Bouncing Shots
Wayward hackers have been known to place the job security of many a caddy in jeopardy. One of the more dreaded layouts was a quaint nine-hole course on Weihaiwei Island in China that was shut down after the revolution. Sporting greens of packed fine sand instead of grass, its most conspicuous landmarks were an adjacent shooting gallery, an abandoned fort swarming with scorpions, and a short ninth hole which required bouncing a drive off the clubhouse roof.

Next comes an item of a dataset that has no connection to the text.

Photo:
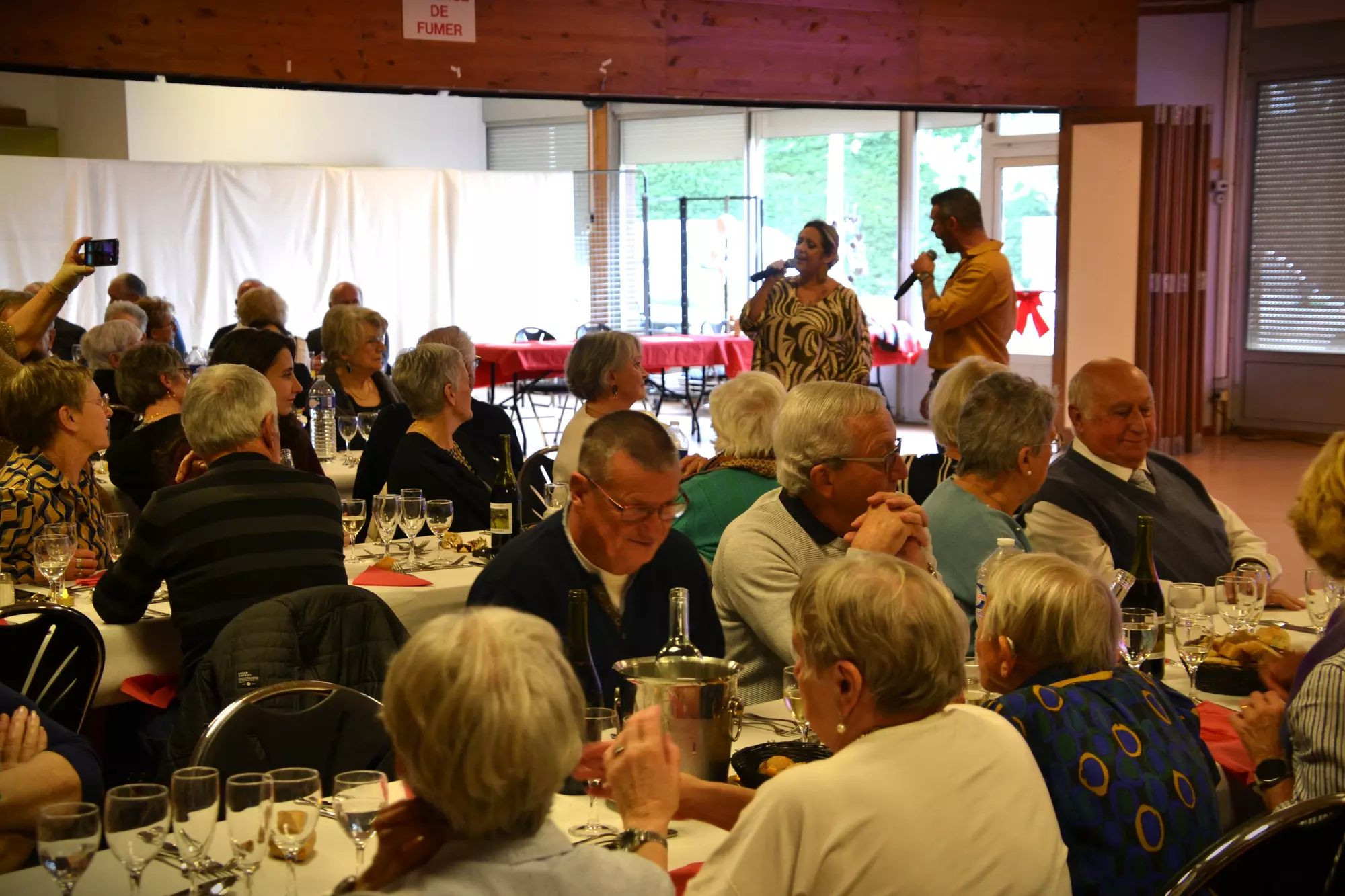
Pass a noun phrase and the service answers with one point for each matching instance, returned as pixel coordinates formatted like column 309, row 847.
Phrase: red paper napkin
column 375, row 577
column 1223, row 741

The word "caddie" is the Scottish corruption of the French cadets, who were the sons of French noble families who went to Edinburgh in the train of Mary Queen of Scots. Nondescript caddy yards seem unlikely vessels of tradition for a game whose aristocratic origins date back to the reign of King Charles I. Charles received the news of the Irish Rebellion while playing a round at Leith, but the legend of Hagen's verve and reckless gamesmanship has managed to bridge the years and has found its way to Bartlett. Although Hagen died in 1969, slumped in the corner of Rochester's ramshackle caddy pen sits a greybeard who Bartlett says "used to caddy for Hagen in his heyday."

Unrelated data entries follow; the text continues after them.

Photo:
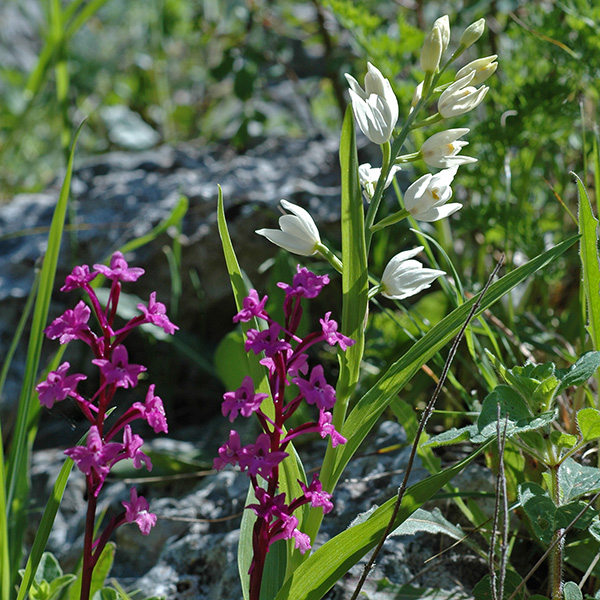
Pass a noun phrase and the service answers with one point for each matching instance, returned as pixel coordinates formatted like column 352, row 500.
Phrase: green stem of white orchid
column 333, row 260
column 390, row 220
column 428, row 121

And quite a heyday it was. Hagen won the U.S. Open in 1914 and 1918, and turned the trick in the British Open four times during the '20s.
"He was a real partier," Bartlett says of Hagen. Although he has only a second-hand knowledge of Hagen's glory days, the anecdotes speak for themselves. After he won the British Open at Troon in 1928, he begged off entering the clubhouse for the victory presentation because the players had been forbidden to go inside during the tournament; instead, he invited the gallery over to the pub where he was staying.

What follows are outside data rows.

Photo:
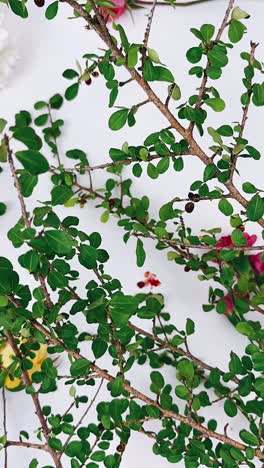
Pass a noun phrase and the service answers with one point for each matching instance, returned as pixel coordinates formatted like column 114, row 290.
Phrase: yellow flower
column 6, row 359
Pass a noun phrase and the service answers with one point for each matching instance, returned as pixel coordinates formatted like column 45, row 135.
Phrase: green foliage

Bartlett adds with some pride that "Hagen was a terrific hustler. He used to gamble thousands and thousands of dollars on the golf course."
Nonchalant
It was his characteristic feisty non-chalance that made him a terror at match-play. One analyst of Hagen's game writes that it was his ability to project his personality during the course of a round that so totally nonplussed his opponents: "His demeanor towards his opponents, though entirely correct, had yet a certain suppressed truculence; he exhibited so supreme a confidence that they could not get it out of their minds and could not live against it."
For Hagen's aging caddy, still languishing in the Rochester caddy yard, Hagen's antics are still a vivid reality. Bartlett becomes excited by simply recounting the favorite epigram of Hagen's aging chronicler: "He always used to tell the story about how Hagen showed up one morning on the first tee wearing a tuxedo."
It seems that Charles Walter Hagen never kicked the habit of showing up unexpectedly at first tees after that first day when he skipped out of his seventh grade classroom and headed for the clubhouse.